The script is an utter gem. It’s gags and jokes and laughs at every angle. Not only are the situations hilarious, but it’s the type of script where if you stop paying attention for a few seconds, you probably just missed at least three jokes. There are double entendres, plays on words, slapstick humor, one-liners, in-jokes and references, and more than enough cross-dressing jokes to shake a stick at. It’s honestly impossible for me to try to pick a favorite bit or favorite lines; all I can do is gush about the all-together fantasmoniousness of it. This is a fast, witty, zany, FUNNY movie.

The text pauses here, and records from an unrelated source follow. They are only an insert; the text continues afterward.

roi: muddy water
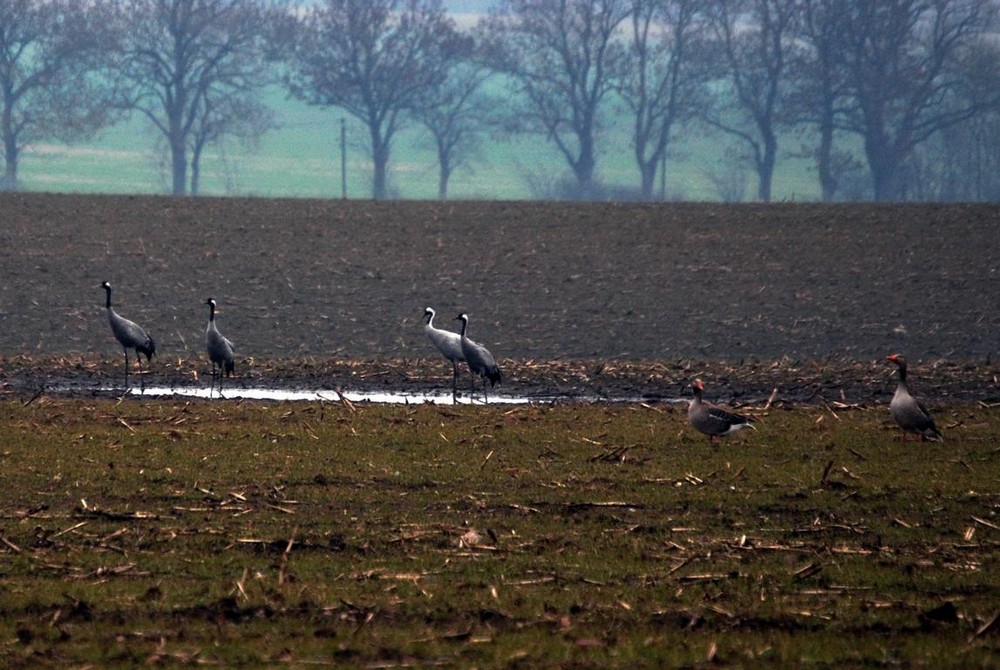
[118,386,557,405]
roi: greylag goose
[886,354,941,440]
[688,379,757,441]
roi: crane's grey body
[205,298,236,396]
[424,307,465,402]
[101,282,156,391]
[688,379,756,441]
[886,354,942,440]
[455,314,503,402]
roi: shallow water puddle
[127,386,540,405]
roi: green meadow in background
[20,84,818,201]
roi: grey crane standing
[455,314,503,402]
[205,298,236,396]
[424,307,465,403]
[101,282,156,393]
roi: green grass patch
[0,397,1000,667]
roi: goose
[205,298,236,396]
[101,282,156,392]
[455,314,503,402]
[688,379,757,442]
[424,307,465,403]
[886,354,943,440]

Perhaps the only thing more apparent than the comedy is the crazy sexiness. There are so many not-so-veiled references to getting laid and both female and male genitalia, it’s no wonder that this film started the death knell for the Hays Code. It was so raunchy for the time that the studio didn’t even bother trying to get it approved; they knew it wouldn’t pass. But Some Like It Hot was released anyway, and turned out to be rollicking success, thus weakening the Hays Code forever. Personally, it’s wonderful finding all these little sex gags in a movie from the fifties. Watching Jack Lemmon play a woman talking to a woman but inferring that he’s a man and wants to sleep with her… well, it’s trippy, but it’s sexy, and very funny.

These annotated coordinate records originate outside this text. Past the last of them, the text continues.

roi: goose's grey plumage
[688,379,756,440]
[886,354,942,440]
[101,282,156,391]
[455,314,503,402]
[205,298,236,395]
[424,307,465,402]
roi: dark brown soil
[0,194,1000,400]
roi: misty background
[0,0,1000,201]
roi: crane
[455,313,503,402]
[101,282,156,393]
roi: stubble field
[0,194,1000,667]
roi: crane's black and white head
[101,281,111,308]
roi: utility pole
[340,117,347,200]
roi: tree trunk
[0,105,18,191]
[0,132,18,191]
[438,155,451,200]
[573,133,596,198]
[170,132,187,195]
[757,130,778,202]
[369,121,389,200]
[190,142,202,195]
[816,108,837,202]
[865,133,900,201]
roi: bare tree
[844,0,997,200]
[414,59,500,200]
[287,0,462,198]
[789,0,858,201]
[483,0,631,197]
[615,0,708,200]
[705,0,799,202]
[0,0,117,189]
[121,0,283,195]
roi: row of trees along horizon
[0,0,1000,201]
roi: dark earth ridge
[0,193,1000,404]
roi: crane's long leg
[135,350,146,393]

This is easily Marilyn’s sexiest role. Although she’s playing the dumb blonde to end all dumb blondes, and I prefer her roles with a bit more bite (think Gentlemen Prefer Blondes), there is nothing more blatant than when she sings “I Wanna Be Loved By You.” The dress she wears is pure sex; she looks nude. The spot light on her cuts right down to her nipples, enhancing the illusion that she is naked; apparently, the spot was added in attempt to make it a little less sexy. I’m not sure if it didn’t wind up making it more so! And then there’s Marilyn herself; all luscious lips and bedroom eyes and a voice that makes clear the distinction between “loved” and, well, something else.
I honestly can’t say who I prefer in this film, Tony Curtis or Jack Lemmon. When I start watching the movie, I prefer Jack Lemmon in all his nebbish glory. Lemmon playing Daphne is hysterical as he goes from prissy over-the-top femininity to lascivious hound dog, and I can’t get enough. But then Tony Curtis launches into his Cary Grant millionaire impression, and I lose it, and the pendulum swings back in his direction. The two are absolutely perfect together. I suppose that Lemmon ultimately wins out for the storyline of Josephine and Osgood, which is so ludicrous and so hysterical, and ends the film, but I can be convinced either way.
When the AFI came out with their 100 Years, 100 Laughs list, Some Like It Hot topped the chart. At the time, I was still in college, and had only seen it once or twice. I was astounded that *this* was considered the greatest comedy of all-time. I mean, it was good, but best of all time? In the years since, though, my position has changed. Rare is the comedy that gets funnier on repeated viewings; to me, that’s the mark of a truly great comedy. Some Like It Hot is exactly that. Granted, I still hesitate to call any one film the best of anything, but I completely understand why this movie wound up on the top of the AFI list. This is a movie I can count on. I know it will make me laugh, I know it will make me smile and snicker repeatedly, and I know I’ll have a rollicking time while watching it.
Arbitrary Rating: 10/10. One of my favorite “comfort movies.”